Andere Wissenschaftler zweifeln die Ergebnisse aber an. Sie seien nicht spezifisch genug und würden Fragen aufwerfen. “Während die in dieser Studie beschriebene Forschung potenziell bedeutsam ist, wirft die Darstellung der Daten mehrere Bedenken auf, die den Zugriff auf die Originaldaten erfordern, um eine vollständige Untersuchung durchzuführen”, heißt es im Schreiben der internationalen Forschergruppe. Der Brief wurde von bislang 38 Wissenschaftlern von Universitäten in Frankreich, Italien, Großbritannien, Schweden, Deutschland, den USA und Japan unterschrieben.
Daten aus Impfstoffstudie nicht eindeutig
Einer der Unterzeichner ist der Molekularbiologe Konstantin Andreev von der Northwestern University, Illinois. “Solche ähnlichen Datenmuster zwischen nicht verwandten Messungen zu sehen ist wirklich unwahrscheinlich”, wird der Wissenschaftler in einem Artikel von “Nature” zitiert. “Diese Diskrepanzen sind nicht gering.” Laut dem Unterzeichner und Epidemiologen Michael Favorov sei es zudem unüblich, eine Studie ohne die zugrunde liegenden Daten zu veröffentlichen. Mitunterzeichnerin Andrea Cossarizza, Professorin für Pathologie und Immunologie an der University of Modena, sagte gegenüber der “Moscow Times”, die Daten sähen aus, als seien sie mit Photoshop bearbeitet.

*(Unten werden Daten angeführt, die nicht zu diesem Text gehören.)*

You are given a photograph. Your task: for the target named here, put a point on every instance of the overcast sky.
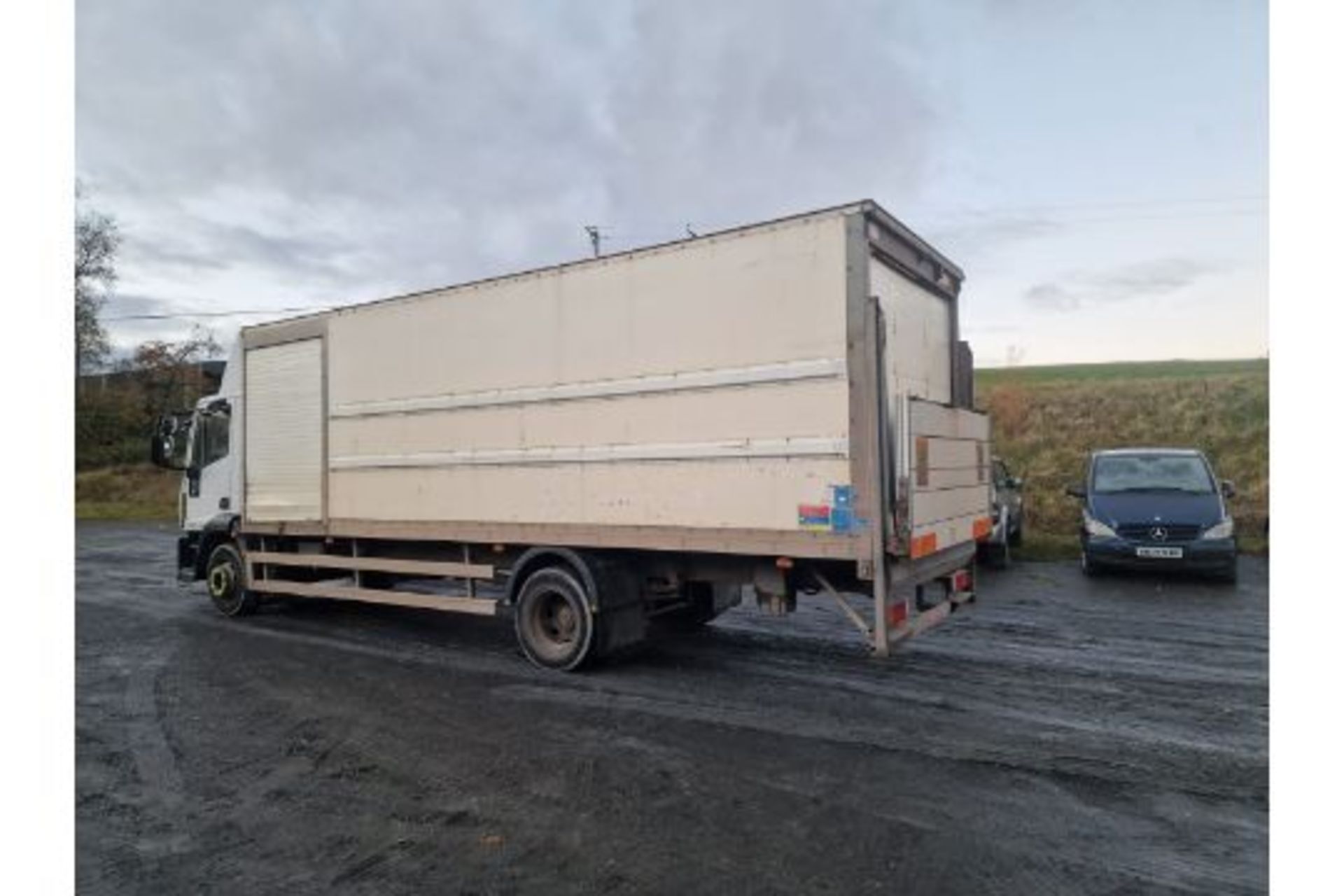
(1098, 168)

Einer der russischen Studienautoren, Denis Logunov vom Gamaleja-Forschungszentrum, äußerte sich gegenüber der russischen Internetzeitung “Meduza" zum Brief der internationalen Forschergruppe. ”Wenn die Herausgeber von ‘The Lancet’ um Klarstellung bitten, sind wir bereit zu antworten”, wird er im Artikel zitiert. Zudem betonte er dort, die Veröffentlichung enthalte keine Fehler.